Breast cancer survival rates have been improving significantly over the past 20 years. With the promotion of breast cancer screening and early identification of Breast Cancer Stages, thousands of women are successfully treated than ever before. Breast cancer survival rate is pegged on an average of five-year survival. Five years is commonly used since one-year survival only gives a very short-term view of breast cancer prognosis, while a ten-year survival rate and beyond would be looking at a long period since diagnosis. In 2001-2003, breast cancer trends have shown that 80% of women diagnosed with breast cancer has five-year survival rate as compared to the 52% diagnosed in 1971-1975.

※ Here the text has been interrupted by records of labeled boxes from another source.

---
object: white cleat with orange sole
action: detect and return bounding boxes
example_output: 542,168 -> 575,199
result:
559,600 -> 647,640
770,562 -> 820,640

Breast cancer statistics have shown that breast cancer comes second to skin cancer as one of the most common types of cancer in terms of recorded new cases every year. In the United States, breast cancer incidence in women is 1 in 8 or about 13%. In 2008, there is an estimated 182, 460 new cases of invasive breast cancer was expected to be diagnosed while 67, 770 new cases of non-invasive breast cancer was recorded.
Breast cancer prognosis through accurate determination of early breast cancer stages has significantly improved over the years. As of 2008, it was recorded that about 2.5 million women in the United States has survived breast cancer. Breast cancer awareness and screening has greatly influenced a positive prognosis for breast cancer and will hopefully continue to improve in the coming years.